As I listen beside him, one song captures my heart. I remember learning this same hymn, never understanding the deep compassion and adoration of our Lord in the words sung. After a week of visiting Ed, becoming a year older, watching and wondering what is next, I sing. Precious Lord, Hold my hand, lead me on, let me stand. I am tired, I am weak, I am worn, Through the storm, through the night, Lead me on to the light. Take my hand precious Lord, lead me home.
With a start, I realize this is my prayer, and I am filled with wonder. I wonder who wrote these words in such a way he seemed to know my heart. I began searching and read of one man’s journey and how his story became his legacy of hope in Jesus Christ to many generations.
Thomas A Dorsey was born in Georgia in 1899. His father was a preacher. When Thomas was twelve years old, he left school and became a professional pianist, drawn by jazz and blues music. In the early 1920’s, he moved to Chicago to study composition and arranging. He began to play in nightclubs, writing one thousand blues and jazz works…only 200 of these were gospel songs. He brought blues and hymns together and is often called the Father of Gospel Music.
In 1925 Dorsey married Nettie Harper. A year later he experienced a nervous breakdown and was unable to work for two years. Nettie took a job in a laundry. Thomas was later spiritually healed in a church service. He committed himself more fully to God and Christian music. He wrote “If You See My Savior, Tell Him That You Saw Me.” It continues – “Ah, and when you saw me, I was on my way. When you reach that golden city, think about me, and don’t forget to tell the Savior what I said.”
In 1932, Dorsey became the choir director of Chicago’s Pilgrim Baptist Church, and continued for forty years. He saw how the Great Depression wore down the spirits of the American people. He viewed songwriting as his ministry and a way to give these people hope.

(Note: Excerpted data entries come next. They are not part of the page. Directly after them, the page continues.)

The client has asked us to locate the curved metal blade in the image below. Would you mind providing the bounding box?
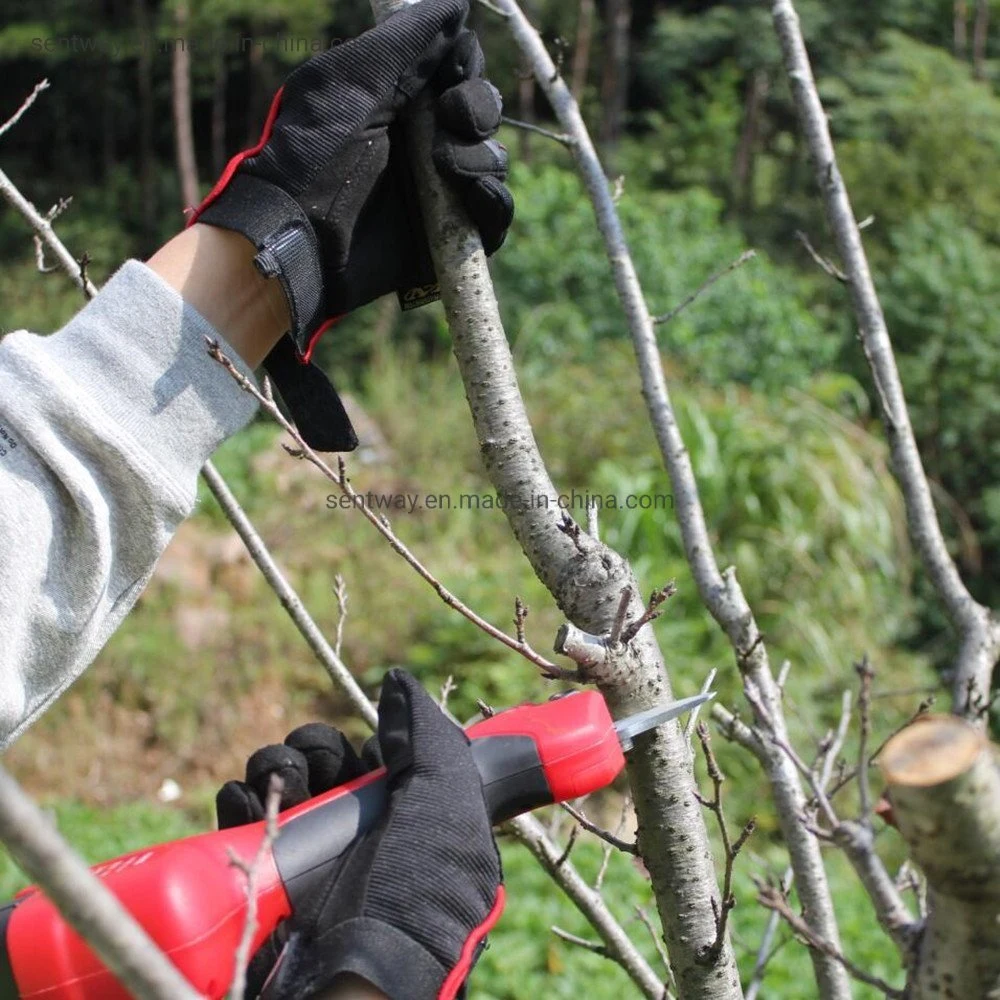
[614,692,715,752]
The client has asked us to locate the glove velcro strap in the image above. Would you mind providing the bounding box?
[264,918,447,1000]
[195,173,323,351]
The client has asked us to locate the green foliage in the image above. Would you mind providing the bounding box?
[493,160,840,390]
[876,207,1000,609]
[835,33,1000,239]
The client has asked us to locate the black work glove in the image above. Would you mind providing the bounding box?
[190,0,513,452]
[216,722,372,995]
[217,670,504,1000]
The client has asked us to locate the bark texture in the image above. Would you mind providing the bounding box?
[498,3,850,995]
[771,0,1000,720]
[370,2,743,996]
[881,716,1000,998]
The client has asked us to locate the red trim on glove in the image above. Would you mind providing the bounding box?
[301,313,345,363]
[186,85,287,228]
[438,886,506,1000]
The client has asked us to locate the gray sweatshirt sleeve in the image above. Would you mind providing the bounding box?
[0,260,259,748]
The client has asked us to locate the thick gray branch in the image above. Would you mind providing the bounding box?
[370,2,742,995]
[771,0,1000,718]
[0,765,201,1000]
[496,2,849,995]
[881,716,1000,996]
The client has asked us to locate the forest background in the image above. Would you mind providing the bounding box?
[1,1,997,996]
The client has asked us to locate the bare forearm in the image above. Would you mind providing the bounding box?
[146,224,290,369]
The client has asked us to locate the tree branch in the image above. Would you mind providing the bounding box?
[492,4,851,994]
[0,80,50,140]
[693,723,756,964]
[756,879,905,998]
[207,341,576,682]
[508,813,668,1000]
[881,716,1000,997]
[0,765,201,1000]
[200,461,378,728]
[772,0,1000,719]
[651,250,757,326]
[227,775,283,1000]
[373,1,744,994]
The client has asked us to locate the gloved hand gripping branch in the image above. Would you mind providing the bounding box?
[190,0,513,452]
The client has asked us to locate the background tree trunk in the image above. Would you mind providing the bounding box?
[211,52,228,178]
[956,0,969,57]
[973,0,990,78]
[732,68,769,211]
[134,0,156,249]
[571,0,595,103]
[599,0,631,168]
[171,1,200,210]
[101,62,116,182]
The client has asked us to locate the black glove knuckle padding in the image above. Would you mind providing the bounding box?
[216,723,366,831]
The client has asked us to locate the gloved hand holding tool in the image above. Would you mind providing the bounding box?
[0,670,710,999]
[189,0,513,452]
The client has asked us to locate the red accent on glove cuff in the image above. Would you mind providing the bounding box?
[187,85,286,227]
[301,313,345,363]
[438,885,506,1000]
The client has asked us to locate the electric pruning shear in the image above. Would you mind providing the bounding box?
[0,687,711,998]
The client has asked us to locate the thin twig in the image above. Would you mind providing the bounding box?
[475,0,511,17]
[745,867,793,1000]
[595,791,632,890]
[514,596,529,644]
[200,462,378,729]
[507,813,665,999]
[0,79,50,139]
[856,656,875,826]
[439,675,456,709]
[206,340,579,683]
[608,586,632,646]
[685,668,718,744]
[586,498,600,540]
[620,582,676,644]
[651,250,757,326]
[826,695,935,801]
[555,823,580,868]
[552,926,609,956]
[333,573,349,661]
[817,690,852,793]
[795,230,847,283]
[635,905,672,978]
[501,115,575,146]
[755,880,904,997]
[693,723,755,962]
[227,775,283,1000]
[562,801,638,855]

In August of 1932, Dorsey planned to travel to St. Louis to sing solos at a large revival meeting. His wife, Nettie, was pregnant with their first child and he didn’t to leave her in her ninth month. He kissed her goodbye, and left to sing. The second night of the revival meeting, after he sat down, he was given an envelope with a message. It contained four words…”Your wife just died!”
Dorsey remembered that evening as a surreal moment. “People were singing and clapping happily, and I wanted to cry out in pain and grief.” He hurried back to Chicago, and found Nettie had given birth to a baby boy. Joy in seeing his son, turned to a double-grief when his son died that same night. Dorsey buried them in the same casket. After the painful funeral service, he withdrew from music, his family and his friends. “I felt God had done me an injustice. I didn’t want to serve Him anymore or write gospel songs. I just wanted to go back to that jazz world I once knew so well,” he said.

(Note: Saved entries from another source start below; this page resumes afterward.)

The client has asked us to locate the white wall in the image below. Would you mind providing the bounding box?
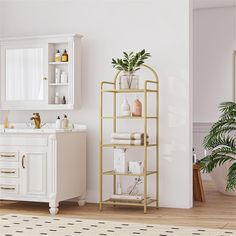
[193,7,236,176]
[0,4,2,36]
[193,7,236,123]
[0,0,192,208]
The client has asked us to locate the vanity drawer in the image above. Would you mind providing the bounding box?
[0,135,48,146]
[0,184,18,194]
[0,168,18,178]
[0,152,18,162]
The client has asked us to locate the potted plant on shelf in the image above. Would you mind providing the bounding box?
[112,49,151,89]
[200,102,236,191]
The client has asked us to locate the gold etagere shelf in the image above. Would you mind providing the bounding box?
[99,64,159,213]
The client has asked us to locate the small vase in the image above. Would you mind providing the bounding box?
[119,72,139,90]
[132,97,142,117]
[121,98,131,117]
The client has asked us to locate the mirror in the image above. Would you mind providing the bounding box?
[6,48,44,101]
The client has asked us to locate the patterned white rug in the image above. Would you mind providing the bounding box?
[0,214,235,236]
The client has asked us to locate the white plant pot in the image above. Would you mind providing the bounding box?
[211,162,236,196]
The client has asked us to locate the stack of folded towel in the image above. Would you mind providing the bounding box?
[111,132,149,145]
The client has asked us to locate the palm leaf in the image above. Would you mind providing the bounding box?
[200,101,236,191]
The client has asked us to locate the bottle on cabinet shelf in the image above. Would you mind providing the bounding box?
[55,68,60,84]
[62,96,66,104]
[55,92,60,104]
[61,49,68,62]
[132,97,142,117]
[55,50,61,62]
[60,71,68,84]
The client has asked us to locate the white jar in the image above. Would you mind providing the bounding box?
[61,71,68,84]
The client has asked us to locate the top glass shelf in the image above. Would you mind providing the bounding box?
[101,89,158,93]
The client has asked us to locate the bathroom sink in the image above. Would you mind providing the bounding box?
[0,123,86,134]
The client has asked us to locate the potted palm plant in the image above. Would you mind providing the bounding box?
[200,102,236,191]
[112,49,151,89]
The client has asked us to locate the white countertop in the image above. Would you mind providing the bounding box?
[0,123,87,134]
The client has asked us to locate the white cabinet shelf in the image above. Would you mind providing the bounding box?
[0,34,82,110]
[49,62,69,65]
[49,83,69,86]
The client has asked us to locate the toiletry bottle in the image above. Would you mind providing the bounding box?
[55,50,61,62]
[117,182,122,195]
[61,115,69,129]
[55,116,61,129]
[132,97,142,117]
[62,96,66,104]
[61,49,68,62]
[121,98,131,117]
[60,71,68,83]
[193,148,197,164]
[55,68,60,83]
[3,111,9,129]
[55,92,60,104]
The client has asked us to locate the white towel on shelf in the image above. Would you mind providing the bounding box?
[111,139,148,145]
[111,132,148,140]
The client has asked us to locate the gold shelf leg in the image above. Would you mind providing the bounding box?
[156,80,159,208]
[113,82,117,206]
[144,81,147,214]
[99,82,103,211]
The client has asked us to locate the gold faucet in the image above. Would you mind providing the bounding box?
[30,113,41,129]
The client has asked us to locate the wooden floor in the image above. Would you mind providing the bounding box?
[1,181,236,230]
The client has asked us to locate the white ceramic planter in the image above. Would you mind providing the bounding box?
[211,161,236,196]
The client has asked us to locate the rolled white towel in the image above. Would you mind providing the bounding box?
[111,139,148,145]
[111,132,148,140]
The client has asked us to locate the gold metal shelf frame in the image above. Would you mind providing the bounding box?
[99,64,159,213]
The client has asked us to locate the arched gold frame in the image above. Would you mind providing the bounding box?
[99,65,159,213]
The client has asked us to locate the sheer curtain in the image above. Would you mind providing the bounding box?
[6,48,44,101]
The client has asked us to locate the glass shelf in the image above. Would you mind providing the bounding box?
[102,144,157,148]
[102,198,156,207]
[102,116,158,120]
[103,170,157,176]
[101,89,158,93]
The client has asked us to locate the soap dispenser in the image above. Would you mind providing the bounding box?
[61,115,69,129]
[3,111,10,129]
[55,116,61,129]
[61,49,68,62]
[55,50,61,62]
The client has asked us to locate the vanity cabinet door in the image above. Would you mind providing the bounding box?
[20,151,47,197]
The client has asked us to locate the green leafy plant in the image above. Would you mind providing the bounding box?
[200,102,236,191]
[112,49,151,73]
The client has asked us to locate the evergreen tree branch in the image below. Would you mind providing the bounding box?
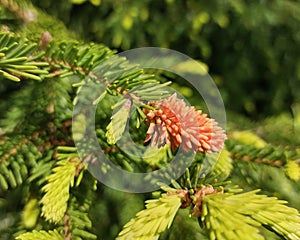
[41,156,80,223]
[64,196,97,240]
[106,98,131,145]
[201,190,300,240]
[1,2,299,239]
[43,40,113,79]
[0,134,43,191]
[117,194,181,240]
[15,229,63,240]
[199,147,233,182]
[0,32,48,82]
[226,131,287,167]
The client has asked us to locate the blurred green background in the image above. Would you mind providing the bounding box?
[31,0,300,119]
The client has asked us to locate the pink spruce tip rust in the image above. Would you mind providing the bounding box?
[144,93,227,153]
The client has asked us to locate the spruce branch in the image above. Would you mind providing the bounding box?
[63,196,97,240]
[0,32,48,82]
[86,54,161,97]
[41,157,80,223]
[209,148,233,180]
[106,98,132,145]
[1,75,74,133]
[198,148,233,182]
[201,190,300,240]
[226,137,286,167]
[0,134,43,190]
[117,194,181,239]
[28,149,55,186]
[43,40,113,79]
[1,3,299,239]
[128,81,172,102]
[15,229,63,240]
[142,143,172,168]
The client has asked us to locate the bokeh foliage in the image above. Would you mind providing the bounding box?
[31,0,300,118]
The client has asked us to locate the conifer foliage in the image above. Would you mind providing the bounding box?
[0,1,300,240]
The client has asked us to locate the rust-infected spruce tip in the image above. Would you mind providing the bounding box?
[144,93,227,153]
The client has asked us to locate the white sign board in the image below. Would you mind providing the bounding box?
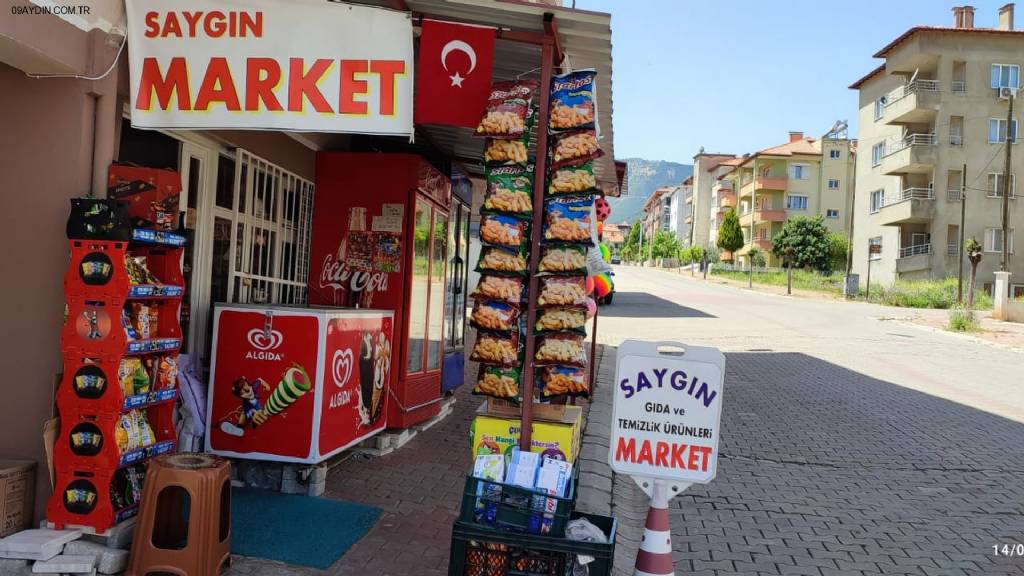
[125,0,414,136]
[609,340,725,484]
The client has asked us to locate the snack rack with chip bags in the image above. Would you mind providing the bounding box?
[47,227,185,533]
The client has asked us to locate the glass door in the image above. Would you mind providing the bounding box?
[427,209,448,371]
[445,200,470,352]
[178,141,215,363]
[406,198,431,375]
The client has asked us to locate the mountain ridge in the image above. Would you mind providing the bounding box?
[607,158,694,225]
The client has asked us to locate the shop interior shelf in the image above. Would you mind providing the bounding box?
[130,228,185,247]
[117,439,175,468]
[122,387,178,411]
[125,338,182,355]
[126,284,184,298]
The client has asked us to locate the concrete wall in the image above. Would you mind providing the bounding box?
[0,59,119,521]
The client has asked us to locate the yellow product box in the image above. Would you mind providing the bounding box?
[470,403,582,463]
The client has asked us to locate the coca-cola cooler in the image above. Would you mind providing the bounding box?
[309,153,451,429]
[205,304,394,463]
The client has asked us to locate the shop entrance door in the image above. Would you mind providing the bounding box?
[178,140,218,366]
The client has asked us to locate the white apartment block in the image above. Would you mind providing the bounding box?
[851,4,1024,296]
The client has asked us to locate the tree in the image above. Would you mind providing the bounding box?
[748,246,767,268]
[827,232,849,273]
[620,220,642,262]
[965,237,983,312]
[649,230,681,260]
[771,215,832,272]
[678,245,693,265]
[717,209,744,260]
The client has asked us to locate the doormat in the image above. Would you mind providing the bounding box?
[231,487,382,569]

In the middle of his despair, a friend visited Dorsey and brought him to a music room with a piano. Dorsey remembered, “It was quiet; the late evening sun crept through the curtained windows. His fingers began to browse the familiar keys. He said, “I felt at peace. I felt as though I could reach out and touch God. I found myself playing a melody, one I’d never heard of played before, and the words, Precious Lord, Hold my Hand, came into my head – they just seemed to fall into place.”
The second verse describes growing weary during a journey near the end of life or a difficult trial. The pull of ‘going home’ becomes strong and our words call out to our Lord with Dorsey…Hear my cry, hear my call, Hold my hand lest I fall. Take my hand, precious Lord, Lead me Home.
The third verse begins – When the darkness appears…..Guide my feet, hold my hand. Take my hand, precious Lord, Lead me home.
Where is home? Where is comfort? How can we find the assurance Thomas Dorsey found when he wrote such a song under immense grief?
Your unfailing love, O Lord, is as vast as the heavens; your faithfulness reaches beyond the clouds. Your righteousness is like the mighty mountains, your justice like the ocean depths. You care for people and animals alike, O Lord. How precious is your unfailing love, O God! All humanity finds shelter in the shadow of your wings. Psalm 36:5-7
Thomas Dorsey’s journey in this life ended in 1993 in Chicago. His legacy continues wherever people sing the songs God gave his Child, Thomas Dorsey.